I’d like to talk about one aspect of working the road and that is enduring inclement weather conditions. If somebody catches a cold or the flu before the road trip is over with, it goes through everybody on the bus because it goes through the heating and air-conditioning system.
I still to this day take mega-doses of vitamin C because there’s nothing more miserable than working with a 104 degree fever for three or four days in a row. It isn’t quite like being home and having mama fix you chicken soup.
I remember a time in the mid-seventies, we were working up in Canada in January. It was way below zero. In the middle of the night, one of the guys got up out of his bunk and smelled smoke. Had he not gotten up, all of us in the bunk area could have suffocated.
As it turned out, some electric wires underneath the bottom bunk had come together and caught fire and the bunk area was full of smoke.
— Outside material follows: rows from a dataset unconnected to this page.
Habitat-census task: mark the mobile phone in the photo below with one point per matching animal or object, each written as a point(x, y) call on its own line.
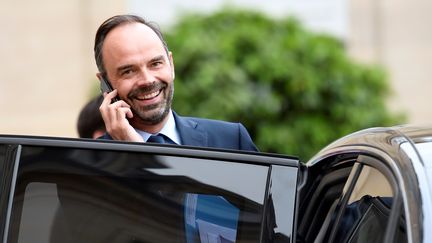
point(106, 87)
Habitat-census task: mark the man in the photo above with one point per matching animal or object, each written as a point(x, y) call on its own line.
point(90, 123)
point(134, 59)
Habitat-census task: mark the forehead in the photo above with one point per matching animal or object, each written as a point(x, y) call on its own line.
point(131, 39)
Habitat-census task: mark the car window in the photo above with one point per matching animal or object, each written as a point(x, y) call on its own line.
point(353, 200)
point(79, 195)
point(365, 210)
point(366, 215)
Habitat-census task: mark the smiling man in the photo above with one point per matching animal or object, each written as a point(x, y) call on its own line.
point(133, 58)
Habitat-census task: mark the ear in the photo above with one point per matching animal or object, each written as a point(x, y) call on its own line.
point(99, 76)
point(172, 64)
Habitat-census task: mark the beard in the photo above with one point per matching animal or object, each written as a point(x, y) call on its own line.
point(154, 113)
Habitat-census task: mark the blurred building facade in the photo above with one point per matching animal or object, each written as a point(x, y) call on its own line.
point(48, 67)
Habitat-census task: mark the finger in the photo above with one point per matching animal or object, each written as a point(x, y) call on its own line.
point(124, 112)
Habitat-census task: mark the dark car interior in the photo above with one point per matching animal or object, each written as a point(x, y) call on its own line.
point(328, 212)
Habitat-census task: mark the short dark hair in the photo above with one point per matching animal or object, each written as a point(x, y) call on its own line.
point(113, 22)
point(90, 118)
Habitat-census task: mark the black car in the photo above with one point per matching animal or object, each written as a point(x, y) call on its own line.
point(371, 186)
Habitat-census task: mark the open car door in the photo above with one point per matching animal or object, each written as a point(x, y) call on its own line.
point(74, 190)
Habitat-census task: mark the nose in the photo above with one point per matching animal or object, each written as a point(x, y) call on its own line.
point(144, 77)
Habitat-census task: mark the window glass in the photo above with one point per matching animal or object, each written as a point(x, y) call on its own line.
point(367, 214)
point(78, 195)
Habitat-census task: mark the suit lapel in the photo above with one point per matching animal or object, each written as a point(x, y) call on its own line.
point(190, 134)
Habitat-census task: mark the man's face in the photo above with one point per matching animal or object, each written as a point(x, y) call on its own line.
point(138, 66)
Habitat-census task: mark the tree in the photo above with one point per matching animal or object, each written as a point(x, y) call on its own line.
point(294, 90)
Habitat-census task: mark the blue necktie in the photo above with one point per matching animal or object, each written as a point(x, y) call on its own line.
point(160, 138)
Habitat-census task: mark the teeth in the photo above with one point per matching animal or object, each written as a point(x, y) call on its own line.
point(149, 96)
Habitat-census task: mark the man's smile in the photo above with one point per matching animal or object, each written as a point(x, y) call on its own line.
point(148, 96)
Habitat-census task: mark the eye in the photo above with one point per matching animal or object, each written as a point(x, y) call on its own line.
point(156, 64)
point(126, 72)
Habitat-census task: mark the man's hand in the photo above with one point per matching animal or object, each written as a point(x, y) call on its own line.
point(115, 117)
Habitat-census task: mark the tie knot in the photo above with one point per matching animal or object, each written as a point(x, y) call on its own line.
point(160, 138)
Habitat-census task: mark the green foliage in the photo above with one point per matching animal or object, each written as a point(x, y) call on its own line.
point(294, 90)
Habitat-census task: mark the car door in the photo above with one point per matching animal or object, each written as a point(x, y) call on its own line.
point(351, 195)
point(70, 190)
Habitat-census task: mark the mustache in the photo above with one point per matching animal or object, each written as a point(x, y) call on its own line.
point(153, 87)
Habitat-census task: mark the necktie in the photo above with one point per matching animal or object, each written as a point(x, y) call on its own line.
point(160, 138)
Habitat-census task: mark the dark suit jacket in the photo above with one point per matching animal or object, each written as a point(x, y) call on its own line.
point(211, 133)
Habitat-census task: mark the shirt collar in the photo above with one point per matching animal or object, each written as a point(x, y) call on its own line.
point(169, 130)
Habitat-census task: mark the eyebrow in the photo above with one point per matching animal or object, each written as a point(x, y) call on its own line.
point(124, 67)
point(157, 58)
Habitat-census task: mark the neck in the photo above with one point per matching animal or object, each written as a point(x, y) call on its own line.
point(147, 127)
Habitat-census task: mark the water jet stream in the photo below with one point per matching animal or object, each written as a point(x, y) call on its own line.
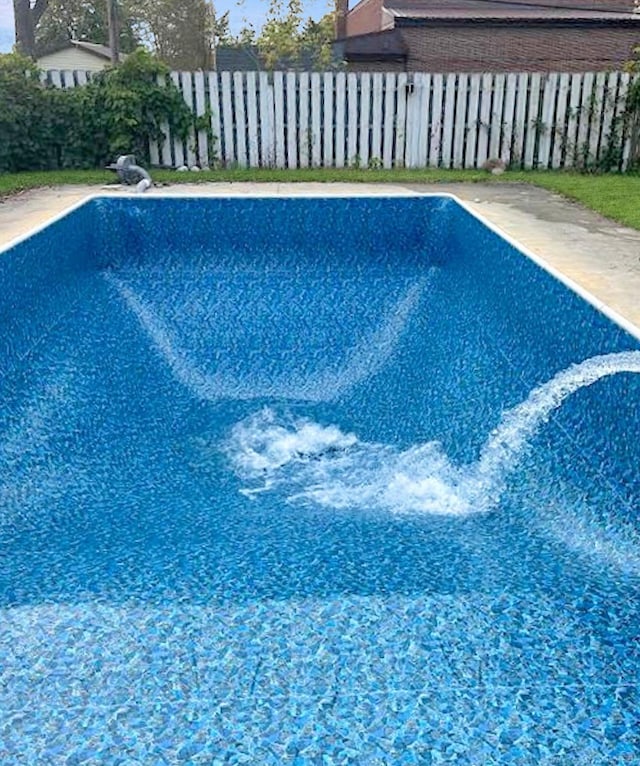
point(328, 467)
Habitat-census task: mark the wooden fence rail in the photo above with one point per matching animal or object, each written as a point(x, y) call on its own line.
point(417, 120)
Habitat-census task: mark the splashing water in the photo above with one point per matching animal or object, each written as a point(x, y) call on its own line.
point(335, 469)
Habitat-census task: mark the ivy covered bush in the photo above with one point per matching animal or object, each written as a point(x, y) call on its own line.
point(117, 112)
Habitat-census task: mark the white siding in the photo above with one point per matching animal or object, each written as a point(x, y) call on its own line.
point(73, 59)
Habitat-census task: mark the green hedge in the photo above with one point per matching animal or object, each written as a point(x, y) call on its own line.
point(117, 112)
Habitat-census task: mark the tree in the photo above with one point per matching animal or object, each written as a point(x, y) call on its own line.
point(287, 39)
point(181, 32)
point(27, 15)
point(84, 20)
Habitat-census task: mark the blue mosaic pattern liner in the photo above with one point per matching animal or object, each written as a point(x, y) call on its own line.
point(250, 511)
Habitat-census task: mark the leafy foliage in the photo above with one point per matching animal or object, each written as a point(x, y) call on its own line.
point(287, 39)
point(23, 115)
point(181, 33)
point(118, 112)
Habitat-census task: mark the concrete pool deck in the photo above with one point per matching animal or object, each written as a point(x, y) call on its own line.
point(599, 255)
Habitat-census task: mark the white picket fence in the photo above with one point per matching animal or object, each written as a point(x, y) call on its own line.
point(417, 120)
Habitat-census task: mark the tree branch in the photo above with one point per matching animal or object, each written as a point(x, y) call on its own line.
point(38, 9)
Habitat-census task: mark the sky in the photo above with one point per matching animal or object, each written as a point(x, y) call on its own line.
point(251, 10)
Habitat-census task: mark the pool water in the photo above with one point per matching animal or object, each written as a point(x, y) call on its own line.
point(312, 481)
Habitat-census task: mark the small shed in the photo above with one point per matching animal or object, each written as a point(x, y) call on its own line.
point(77, 55)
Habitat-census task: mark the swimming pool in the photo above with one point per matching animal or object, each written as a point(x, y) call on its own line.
point(308, 481)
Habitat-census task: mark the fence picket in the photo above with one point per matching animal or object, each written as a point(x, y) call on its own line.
point(327, 149)
point(609, 127)
point(203, 142)
point(401, 120)
point(240, 118)
point(448, 123)
point(623, 89)
point(267, 153)
point(214, 105)
point(424, 122)
point(519, 123)
point(572, 123)
point(187, 92)
point(495, 127)
point(598, 107)
point(377, 119)
point(435, 132)
point(316, 112)
point(559, 123)
point(252, 121)
point(508, 119)
point(532, 122)
point(352, 152)
point(229, 155)
point(278, 98)
point(292, 120)
point(546, 120)
point(460, 134)
point(484, 126)
point(365, 108)
point(470, 143)
point(341, 127)
point(584, 119)
point(178, 146)
point(304, 126)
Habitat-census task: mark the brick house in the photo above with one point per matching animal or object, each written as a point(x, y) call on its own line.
point(487, 35)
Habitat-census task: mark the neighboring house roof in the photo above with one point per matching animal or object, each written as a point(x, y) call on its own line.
point(238, 58)
point(418, 11)
point(95, 49)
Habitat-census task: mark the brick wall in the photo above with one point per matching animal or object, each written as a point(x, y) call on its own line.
point(376, 66)
point(474, 48)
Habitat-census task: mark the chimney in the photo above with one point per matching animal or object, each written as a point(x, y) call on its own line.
point(342, 8)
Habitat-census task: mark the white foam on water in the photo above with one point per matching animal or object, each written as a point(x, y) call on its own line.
point(330, 468)
point(362, 361)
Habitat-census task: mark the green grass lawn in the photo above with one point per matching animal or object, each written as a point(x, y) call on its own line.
point(614, 195)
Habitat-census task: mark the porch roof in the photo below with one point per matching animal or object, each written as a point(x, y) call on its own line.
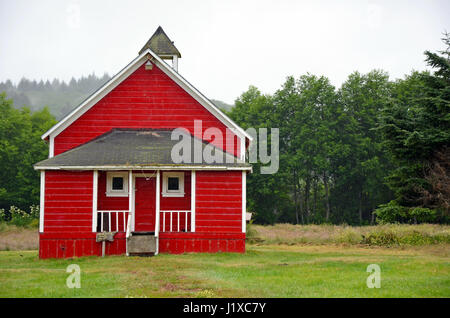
point(134, 148)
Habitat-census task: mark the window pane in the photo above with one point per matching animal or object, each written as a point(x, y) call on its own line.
point(173, 184)
point(117, 183)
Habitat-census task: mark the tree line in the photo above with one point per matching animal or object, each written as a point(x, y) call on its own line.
point(60, 97)
point(372, 149)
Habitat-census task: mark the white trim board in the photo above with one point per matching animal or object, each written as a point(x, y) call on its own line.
point(125, 73)
point(42, 203)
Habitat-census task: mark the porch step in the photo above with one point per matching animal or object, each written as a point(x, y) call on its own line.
point(141, 244)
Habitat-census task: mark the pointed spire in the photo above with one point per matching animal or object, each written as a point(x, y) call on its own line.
point(161, 45)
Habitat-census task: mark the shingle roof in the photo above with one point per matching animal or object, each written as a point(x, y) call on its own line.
point(131, 148)
point(161, 44)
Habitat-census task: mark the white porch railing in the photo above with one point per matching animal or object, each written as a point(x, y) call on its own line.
point(112, 221)
point(175, 221)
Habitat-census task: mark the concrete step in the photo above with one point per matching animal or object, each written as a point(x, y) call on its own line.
point(141, 243)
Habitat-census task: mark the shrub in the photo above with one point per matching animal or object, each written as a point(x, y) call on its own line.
point(18, 217)
point(392, 212)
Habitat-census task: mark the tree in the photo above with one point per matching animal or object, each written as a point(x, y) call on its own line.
point(21, 147)
point(416, 132)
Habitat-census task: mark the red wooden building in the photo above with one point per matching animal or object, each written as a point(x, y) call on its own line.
point(111, 170)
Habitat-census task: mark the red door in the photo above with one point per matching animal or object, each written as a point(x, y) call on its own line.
point(145, 196)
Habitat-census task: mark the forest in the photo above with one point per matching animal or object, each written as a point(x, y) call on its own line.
point(373, 150)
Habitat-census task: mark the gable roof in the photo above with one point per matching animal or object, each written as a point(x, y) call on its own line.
point(134, 148)
point(161, 44)
point(127, 71)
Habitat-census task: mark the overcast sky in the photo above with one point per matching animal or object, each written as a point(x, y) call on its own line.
point(225, 45)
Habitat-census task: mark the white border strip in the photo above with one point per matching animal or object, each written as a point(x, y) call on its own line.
point(193, 183)
point(157, 208)
point(94, 200)
point(112, 168)
point(42, 202)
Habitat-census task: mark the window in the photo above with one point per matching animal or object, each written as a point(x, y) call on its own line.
point(117, 184)
point(173, 184)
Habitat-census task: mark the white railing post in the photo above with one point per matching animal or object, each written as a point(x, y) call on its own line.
point(193, 184)
point(130, 194)
point(244, 201)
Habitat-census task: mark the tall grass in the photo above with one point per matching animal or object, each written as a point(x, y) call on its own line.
point(379, 235)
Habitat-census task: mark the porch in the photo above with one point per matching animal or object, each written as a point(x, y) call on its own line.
point(143, 203)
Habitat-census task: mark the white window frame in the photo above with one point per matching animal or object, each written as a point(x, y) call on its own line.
point(165, 188)
point(116, 193)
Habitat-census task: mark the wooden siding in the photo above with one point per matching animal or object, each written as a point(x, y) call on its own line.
point(146, 99)
point(218, 201)
point(106, 203)
point(68, 201)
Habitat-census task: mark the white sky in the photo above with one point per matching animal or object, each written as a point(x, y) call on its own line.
point(225, 45)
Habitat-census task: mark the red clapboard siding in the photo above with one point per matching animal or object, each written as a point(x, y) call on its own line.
point(177, 203)
point(222, 211)
point(146, 99)
point(68, 206)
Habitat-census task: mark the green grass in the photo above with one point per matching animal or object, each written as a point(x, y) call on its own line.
point(263, 271)
point(377, 235)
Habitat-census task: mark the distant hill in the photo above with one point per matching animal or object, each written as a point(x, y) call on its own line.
point(59, 96)
point(222, 105)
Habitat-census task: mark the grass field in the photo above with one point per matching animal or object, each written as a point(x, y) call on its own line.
point(263, 271)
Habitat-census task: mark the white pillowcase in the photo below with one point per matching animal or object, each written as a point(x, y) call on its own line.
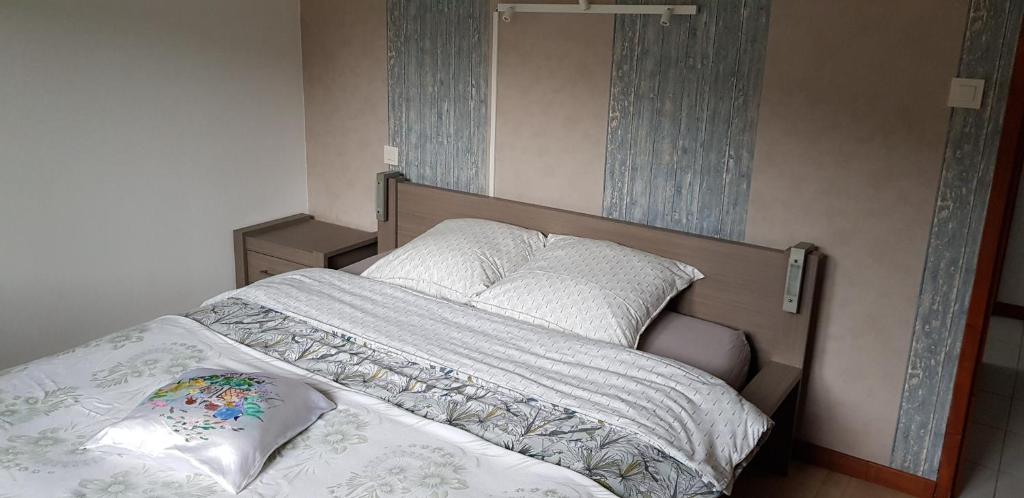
point(597, 289)
point(458, 258)
point(221, 423)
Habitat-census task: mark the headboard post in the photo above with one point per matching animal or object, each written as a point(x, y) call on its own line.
point(387, 202)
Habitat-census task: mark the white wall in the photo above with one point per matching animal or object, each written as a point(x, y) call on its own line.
point(134, 135)
point(1012, 283)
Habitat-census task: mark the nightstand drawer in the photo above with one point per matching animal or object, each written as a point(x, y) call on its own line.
point(261, 265)
point(297, 242)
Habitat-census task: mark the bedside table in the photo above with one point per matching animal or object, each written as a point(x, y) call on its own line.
point(297, 242)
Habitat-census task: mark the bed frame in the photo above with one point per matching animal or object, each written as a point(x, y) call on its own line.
point(743, 288)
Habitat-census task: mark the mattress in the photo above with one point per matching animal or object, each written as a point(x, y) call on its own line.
point(434, 399)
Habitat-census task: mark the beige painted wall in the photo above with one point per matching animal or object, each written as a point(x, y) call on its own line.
point(850, 144)
point(552, 110)
point(344, 64)
point(849, 150)
point(134, 136)
point(1012, 284)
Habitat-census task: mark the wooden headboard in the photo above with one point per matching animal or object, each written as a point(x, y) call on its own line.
point(743, 285)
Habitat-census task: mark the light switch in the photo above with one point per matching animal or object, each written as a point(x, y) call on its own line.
point(391, 155)
point(966, 92)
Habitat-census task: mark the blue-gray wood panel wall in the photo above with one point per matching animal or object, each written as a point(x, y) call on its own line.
point(952, 249)
point(683, 115)
point(438, 72)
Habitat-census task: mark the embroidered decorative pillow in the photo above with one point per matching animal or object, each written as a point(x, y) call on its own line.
point(596, 289)
point(221, 423)
point(458, 257)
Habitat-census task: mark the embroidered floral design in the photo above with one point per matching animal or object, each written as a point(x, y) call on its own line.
point(166, 361)
point(331, 437)
point(197, 405)
point(144, 483)
point(46, 451)
point(535, 493)
point(407, 470)
point(15, 409)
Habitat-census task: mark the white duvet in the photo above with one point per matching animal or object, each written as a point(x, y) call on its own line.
point(367, 447)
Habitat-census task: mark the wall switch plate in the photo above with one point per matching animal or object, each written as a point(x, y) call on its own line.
point(391, 155)
point(966, 92)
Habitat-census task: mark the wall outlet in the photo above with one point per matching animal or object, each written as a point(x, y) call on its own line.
point(391, 155)
point(966, 92)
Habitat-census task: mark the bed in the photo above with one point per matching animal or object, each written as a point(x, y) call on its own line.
point(436, 399)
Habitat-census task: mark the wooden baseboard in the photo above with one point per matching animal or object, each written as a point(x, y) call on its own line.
point(865, 470)
point(1008, 309)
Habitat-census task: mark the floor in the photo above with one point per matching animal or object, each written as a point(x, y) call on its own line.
point(807, 481)
point(993, 452)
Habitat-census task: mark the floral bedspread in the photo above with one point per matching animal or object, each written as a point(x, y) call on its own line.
point(433, 400)
point(365, 448)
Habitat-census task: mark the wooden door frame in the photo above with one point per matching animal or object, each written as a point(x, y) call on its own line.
point(1006, 179)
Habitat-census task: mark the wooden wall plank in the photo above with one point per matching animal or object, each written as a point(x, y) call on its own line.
point(683, 112)
point(952, 250)
point(438, 80)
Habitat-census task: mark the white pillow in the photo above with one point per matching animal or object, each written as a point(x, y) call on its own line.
point(458, 257)
point(221, 423)
point(597, 289)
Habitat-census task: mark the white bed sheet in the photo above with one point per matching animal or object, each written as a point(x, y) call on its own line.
point(367, 447)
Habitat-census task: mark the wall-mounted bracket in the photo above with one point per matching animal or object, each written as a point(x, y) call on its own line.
point(665, 11)
point(381, 198)
point(795, 276)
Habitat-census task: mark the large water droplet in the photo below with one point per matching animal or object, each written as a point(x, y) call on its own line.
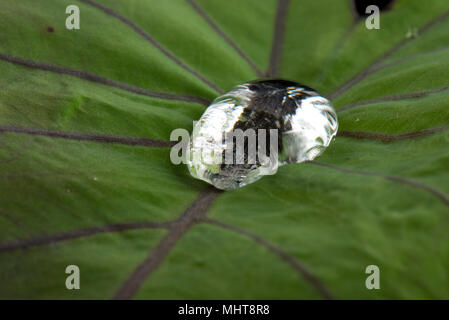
point(281, 121)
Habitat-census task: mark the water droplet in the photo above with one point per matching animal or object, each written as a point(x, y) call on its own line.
point(281, 121)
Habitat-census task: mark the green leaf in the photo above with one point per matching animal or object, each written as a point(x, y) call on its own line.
point(86, 179)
He immediately woke everyone up. We went up front and the bus driver pulled the bus over. We got the fire put out. It was just smoldering and hadn’t got up to a flame, but the wiring in the bus was shot.
It’s 3 AM in the morning at minus 15 degrees Fahrenheit. Fortunately, Conway Twitty’s bus was behind us. They pulled in behind us, we got out with just our necessities. Loretta and all of us piled on Conway’s bus. That was a bus load of people.
Our bus driver had to stay with our bus and wait until it got daylight out to take it to a shop to be repaired. The wiring was totally gone so he had no lights. We went ahead and worked the next two or three days with all of us piled on the one bus. Finally, our bus got repaired and our driver drove and met us.
I’ll never forget standing outside the bus in the middle of the night in that terrible cold weather until Conway’s bus caught up with us.
One thing that happens all the time is that shows get cancelled for pouring rain. Water and electricity don’t mix and fans just don’t understand that. The get upset because we can’t do the show.
One time, we played an outdoor show in Florida and it was in December. A cold front came in and it was 26 degrees. My fingers absolutely did not want to move when I tried to play.
I always hated to see hot summer weather to come because it would be two or three months of working in miserably hot weather playing dusty race tracks at county fairs. We also had to play the outdoor country music parks back then. Places like Ponderosa Park in Ohio, Bucklake Ranch in Indiana and Sunset Park in Pennsylvania.
There were so many of those outdoor parks back then. In fact, I think that is kind of a piece of country music history. I think most of them are pretty much a thing of the past.
At many of them, we had to do three shows a day. We had to wear band uniforms with rhinestones that were made out of gabardine. That stuff doesn’t breathe at all. We had patent leather western boots that would be so hot your feet would just burn like fire.
Everybody including myself would be out of tune because of the heat and wind messing with the instruments and you just had to grin and bear it. Obviously, there were no electronic tuners back then. Many stages were built facing the hot sun so the audience wouldn’t have to look at it, but we did. It was right in our faces.
We had our own PA system that we carried on the bus. It was a Shure Vocal-Master. We had four of these long columns we had to set up every day along with the PA head, microphones and cables. None of the amplifiers were miked. The vocal microphones were all run directly into a mixing board which we ran from the stage.
Since none of the amplifiers were miked, when you played outside you had to crank it up and play loud and watch and listen to what else was going on onstage. We didn’t have in ear monitors and custom mixes like the groups today have.
Many of the people in the audience would bring their children with them. If it had rained earlier that day, there would be kids running and sliding in the mud and playing. One particular time at Sunset Park in West Grove, Pennsylvania, not far from Philadelphia, it had rained earlier that day. The bus got stuck in the mud and we had to have a wrecker come pull the bus out of the mud.
We decided to have a dirtiest kid contest. The guys in the band pooled our money. It ended up coming to about $25 which was a lot of money back in those days. Don Ballinger, my dear friend whom we lost back in ’86 was fronting our band and playing rhythm guitar. He also sang some duets with Loretta.
Don announced to the crowd at the beginning of the show that at the end of the day we would hold a dirtiest kid contest and the kid that won would win $25. As the day progressed and we played all three shows, in the time between the shows, there were scores of kids sliding in the mud deliberately trying to get dirty.
Finally at the end of the day, we judged the contest and picked out the dirtiest kid and gave him the $25. It’s strange how people can really create their own amusement which we were forced to do much of the time.
Being on the road can be miserable, can be happy, can be trying, is inconvenient and is unforgettable. These young kids on the road with stars today don’t know how good they have it!